A peak at the time A of the laser pulse waveform shown in FIG. 2 was also observed in a misalignment state where the optical axis of the laser resonator was displaced. Accordingly, the light for the first peak portion of the laser pulse waveform is thought of as the ASE. As already described, the ASE is light that is emitted out of the output mirror without making round trips in the laser resonator, and is hardly subjected to line-narrowing probably because it has not passed, or passed only once, through the line-narrowing module.
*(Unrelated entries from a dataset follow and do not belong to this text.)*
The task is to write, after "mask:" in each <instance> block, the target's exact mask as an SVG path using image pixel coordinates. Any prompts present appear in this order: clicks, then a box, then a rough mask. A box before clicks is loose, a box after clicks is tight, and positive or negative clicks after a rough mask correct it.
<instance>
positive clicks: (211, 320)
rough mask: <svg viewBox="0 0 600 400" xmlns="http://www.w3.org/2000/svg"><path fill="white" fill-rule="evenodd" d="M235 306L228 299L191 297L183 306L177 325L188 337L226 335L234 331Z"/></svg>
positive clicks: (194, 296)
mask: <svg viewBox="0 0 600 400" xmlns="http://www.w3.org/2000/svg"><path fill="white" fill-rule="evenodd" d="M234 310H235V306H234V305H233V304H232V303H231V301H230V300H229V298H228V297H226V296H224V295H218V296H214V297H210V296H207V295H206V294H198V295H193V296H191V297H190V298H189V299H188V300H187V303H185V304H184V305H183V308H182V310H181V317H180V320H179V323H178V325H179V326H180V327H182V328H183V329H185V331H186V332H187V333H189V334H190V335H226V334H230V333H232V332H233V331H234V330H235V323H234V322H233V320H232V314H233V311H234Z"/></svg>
The light that is not extracted as the ASE makes round trips in the laser resonator and subjected to line-narrowing, leaving the laser system as a laser beam.
As shown schematically in FIG. 3(a), the spectral linewidth of one laser pulse is the integral over time of each spectral linewidth at each point of time in the laser pulse, and so when the ASE is given out in an early state of the laser pulse, the result is that it is difficult to narrow the spectral linewidth to 0.2 pm or lower. That is, as shown schematically in FIG. 3(b), the ASE having a spectral linewidth of 0.6 pm or greater is superposed on the spectral properties of the laser pulse. This in turn causes the overall integration spectrum of the laser pulse to have a spectral linewidth of greater than 0.2 pm even though the spectral linewidth of main laser oscillation is somehow not greater than 0.2 pm.
With the laser pulse waveform containing the ASE, on the other hand, it is difficult to satisfy the specifications of an aligner light source in terms of spectral purity.
The “spectral purity” used herein is understood to refer to an index to the degree of concentration of spectral energy, indicating a linewidth including a “certain area ratio” of a spectral waveform. For instance, a commonly used “95% purity” refers to a linewidth that accounts for 95% of the entire area of that spectral waveform, as measured from its center side. The spectral purity usually needed for a dioptric type of photo-lithographic light source is 0.5 pm.
As already described, the ASE is light that is hardly subjected to line-narrowing. Even though the pulse of a laser beam is somehow stretched, the hem form of the spectral integration waveform shown in FIG. 3 remains invariable as long as the ASE component exists. It is thus impossible to satisfy the specifications regarding the spectral purity although depending on what is demanded for an aligner. While the values of the spectral linewidth and spectral purity demanded vary with wavelenth, it is understood that such problems as mentioned above arise with KrF and ArF laser systems.